A managed class can also pass its raw `this` pointer directly to any
function or class method that accepts an `rcp`, and the existing reference
count will be used - no separate control block is created.
This is safe because the reference count is stored in the object itself.
With `std::shared_ptr`, in contrast, constructing from a raw `this` pointer
creates an independent control block, leading to a double-free when both reach
zero.

Example:

```cpp
struct EventListener;
static std::vector<rcp<EventListener>> g_listeners;

struct EventListener
{
    rcp_managed_root(EventListener);
public:
    int events_received = 0;
    void attach() { g_listeners.push_back(this); }
};

auto a = EventListener::create();
auto b = EventListener::create();
a->attach();
b->attach();
for (auto & l : g_listeners) l->events_received++;
```

## Comparison with `std::shared_ptr`

| | `rcp` | `std::shared_ptr` |
|---|---|---|
| Reference count location | Inside the object | Separate control block (extra allocation) |
| Class requirement | `rcp_managed_root` / `rcp_managed` macro | None (any type) |
| Weak pointers | No | Yes (`std::weak_ptr`) |
| Custom deleters | No | Yes |
| Pointer to `this` | implicit conversion from `this` or explicit `get_rcp()` | `std::enable_shared_from_this` |
| Checked downcast | `rcp_dynamic_cast` | `std::dynamic_pointer_cast` |

The intrusive design means each managed object requires only one heap
allocation instead of two which can improve performance for many applications.
The trade-off is that the class must be written with `rcp` in mind.

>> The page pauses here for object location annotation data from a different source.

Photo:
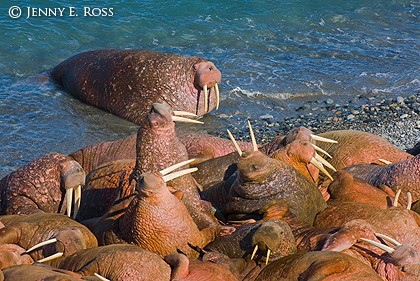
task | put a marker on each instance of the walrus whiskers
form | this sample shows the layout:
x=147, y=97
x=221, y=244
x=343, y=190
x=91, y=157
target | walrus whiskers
x=320, y=167
x=397, y=196
x=177, y=174
x=56, y=255
x=324, y=162
x=409, y=201
x=47, y=242
x=379, y=245
x=251, y=132
x=176, y=166
x=235, y=143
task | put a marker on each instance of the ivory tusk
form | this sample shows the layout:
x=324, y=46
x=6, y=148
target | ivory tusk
x=318, y=138
x=69, y=201
x=254, y=252
x=234, y=143
x=184, y=113
x=185, y=120
x=397, y=196
x=176, y=166
x=379, y=245
x=77, y=200
x=216, y=89
x=268, y=256
x=386, y=162
x=321, y=150
x=100, y=277
x=409, y=200
x=56, y=255
x=324, y=162
x=206, y=98
x=251, y=132
x=319, y=166
x=47, y=242
x=178, y=174
x=389, y=239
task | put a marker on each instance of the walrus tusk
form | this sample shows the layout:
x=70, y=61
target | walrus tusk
x=185, y=120
x=389, y=239
x=47, y=242
x=409, y=201
x=379, y=245
x=56, y=255
x=254, y=252
x=319, y=166
x=235, y=143
x=386, y=162
x=318, y=138
x=206, y=98
x=176, y=166
x=324, y=162
x=184, y=113
x=268, y=256
x=179, y=173
x=397, y=196
x=251, y=132
x=69, y=200
x=321, y=150
x=77, y=199
x=216, y=89
x=100, y=277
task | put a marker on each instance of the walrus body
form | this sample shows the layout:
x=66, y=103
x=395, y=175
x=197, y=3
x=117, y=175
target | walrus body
x=127, y=82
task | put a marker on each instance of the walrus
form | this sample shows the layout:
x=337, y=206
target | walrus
x=127, y=82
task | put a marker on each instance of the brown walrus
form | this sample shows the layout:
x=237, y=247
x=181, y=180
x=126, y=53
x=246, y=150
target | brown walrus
x=127, y=82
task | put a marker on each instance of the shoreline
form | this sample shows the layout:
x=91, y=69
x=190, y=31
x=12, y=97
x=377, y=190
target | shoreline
x=394, y=119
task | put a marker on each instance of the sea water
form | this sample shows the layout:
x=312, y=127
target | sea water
x=273, y=55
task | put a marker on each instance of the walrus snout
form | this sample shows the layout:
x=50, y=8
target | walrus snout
x=206, y=73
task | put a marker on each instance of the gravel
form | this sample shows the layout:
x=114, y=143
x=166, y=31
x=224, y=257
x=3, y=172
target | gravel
x=395, y=119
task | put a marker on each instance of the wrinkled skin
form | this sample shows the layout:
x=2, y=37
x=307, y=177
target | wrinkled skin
x=358, y=220
x=40, y=185
x=184, y=269
x=158, y=147
x=158, y=221
x=298, y=154
x=273, y=234
x=11, y=254
x=117, y=262
x=326, y=266
x=39, y=272
x=29, y=230
x=356, y=147
x=261, y=179
x=93, y=156
x=101, y=188
x=127, y=82
x=204, y=147
x=346, y=188
x=404, y=175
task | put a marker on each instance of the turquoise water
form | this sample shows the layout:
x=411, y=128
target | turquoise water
x=273, y=55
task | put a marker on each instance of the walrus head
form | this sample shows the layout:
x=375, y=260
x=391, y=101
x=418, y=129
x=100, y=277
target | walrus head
x=206, y=77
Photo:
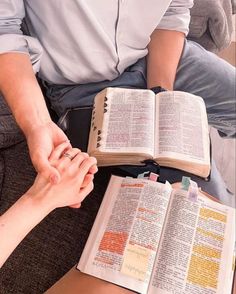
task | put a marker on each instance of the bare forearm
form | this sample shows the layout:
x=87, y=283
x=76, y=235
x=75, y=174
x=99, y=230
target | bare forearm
x=22, y=92
x=19, y=220
x=164, y=52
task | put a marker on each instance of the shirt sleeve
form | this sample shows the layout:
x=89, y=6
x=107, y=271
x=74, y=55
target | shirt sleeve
x=177, y=16
x=12, y=38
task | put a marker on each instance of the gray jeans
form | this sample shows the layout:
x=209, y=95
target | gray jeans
x=200, y=72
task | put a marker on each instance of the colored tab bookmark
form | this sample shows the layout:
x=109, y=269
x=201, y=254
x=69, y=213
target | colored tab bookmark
x=191, y=187
x=153, y=177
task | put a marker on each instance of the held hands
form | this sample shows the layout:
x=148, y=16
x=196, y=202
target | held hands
x=76, y=171
x=42, y=140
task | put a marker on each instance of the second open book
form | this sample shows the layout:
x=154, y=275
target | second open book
x=129, y=126
x=150, y=238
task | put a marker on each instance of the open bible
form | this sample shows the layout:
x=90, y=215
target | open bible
x=129, y=126
x=151, y=238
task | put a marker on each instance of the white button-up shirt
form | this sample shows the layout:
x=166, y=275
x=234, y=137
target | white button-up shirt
x=81, y=41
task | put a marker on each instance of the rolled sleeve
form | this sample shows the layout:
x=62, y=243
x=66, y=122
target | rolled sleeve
x=177, y=16
x=12, y=39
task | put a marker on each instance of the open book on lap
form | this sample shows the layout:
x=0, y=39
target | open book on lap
x=151, y=238
x=129, y=126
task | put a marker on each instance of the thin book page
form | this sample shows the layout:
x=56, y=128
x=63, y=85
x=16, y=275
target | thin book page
x=183, y=127
x=118, y=250
x=196, y=250
x=128, y=124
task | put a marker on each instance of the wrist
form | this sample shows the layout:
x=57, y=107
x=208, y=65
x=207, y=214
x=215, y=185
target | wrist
x=30, y=125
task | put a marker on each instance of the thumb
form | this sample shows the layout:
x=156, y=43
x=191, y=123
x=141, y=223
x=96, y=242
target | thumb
x=49, y=172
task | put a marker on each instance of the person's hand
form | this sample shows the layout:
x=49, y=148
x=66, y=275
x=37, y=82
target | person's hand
x=76, y=180
x=41, y=142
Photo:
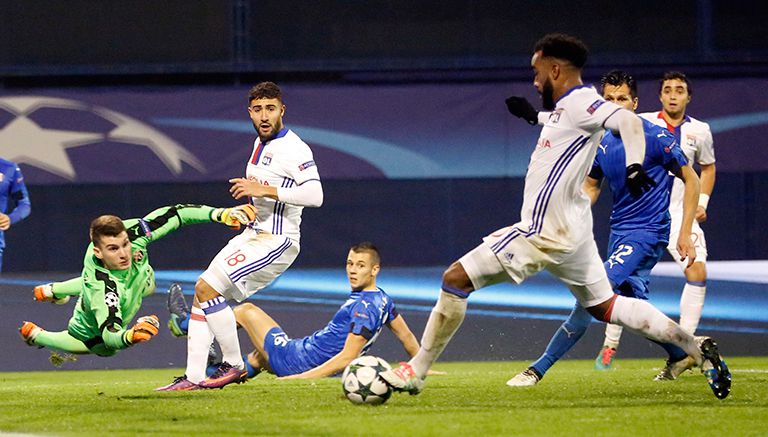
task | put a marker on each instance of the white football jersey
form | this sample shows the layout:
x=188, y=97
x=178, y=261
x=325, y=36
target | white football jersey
x=695, y=139
x=285, y=161
x=556, y=213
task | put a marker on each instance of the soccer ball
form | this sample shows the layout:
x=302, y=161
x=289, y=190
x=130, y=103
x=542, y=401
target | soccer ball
x=362, y=383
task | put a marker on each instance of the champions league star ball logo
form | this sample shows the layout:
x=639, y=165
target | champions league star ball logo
x=25, y=139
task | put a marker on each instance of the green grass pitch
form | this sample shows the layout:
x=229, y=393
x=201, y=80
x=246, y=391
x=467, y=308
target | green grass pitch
x=471, y=400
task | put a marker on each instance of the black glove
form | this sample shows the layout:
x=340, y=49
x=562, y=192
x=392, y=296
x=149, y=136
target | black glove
x=638, y=181
x=520, y=107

Note that `std::enable_shared_from_this` is tied to the type it is inherited
from, so `shared_from_this()` always returns a `shared_ptr` to that base type.
A derived class method that needs a `shared_ptr` to its own type must
manually cast:

```cpp
// shared_ptr: verbose and requires knowing the base
std::shared_ptr<Dog> self()
{
    return std::dynamic_pointer_cast<Dog>(shared_from_this());
}
```

With `rcp`, `rcp_managed` injects a `get_rcp()` that returns the correct
derived type directly:

```cpp
// rcp: returns rcp<Dog> directly, no cast needed
rcp<Dog> self() { return get_rcp(); }
```

## Comparison with `boost::intrusive_ptr`

Both are intrusive reference-counting pointers, but they differ in how
the reference counting is wired up:

| | `rcp` | `boost::intrusive_ptr` |
|---|---|---|
| Setup | `rcp_managed_root` / `rcp_managed` macros | User-defined `intrusive_ptr_add_ref` / `intrusive_ptr_release` free functions and ref-count storage |
| Upcasting | Implicit via constructor | Implicit via raw pointer conversion |
| Checked downcast | `rcp_dynamic_cast` | Not built in |

`rcp` automates the boilerplate of wiring up the reference count.
`boost::intrusive_ptr` can be more flexible for some uses cases because it can
wrap types that already have their own reference counting (e.g. COM objects,
OS handles) by implementing the free functions to call the existing mechanism.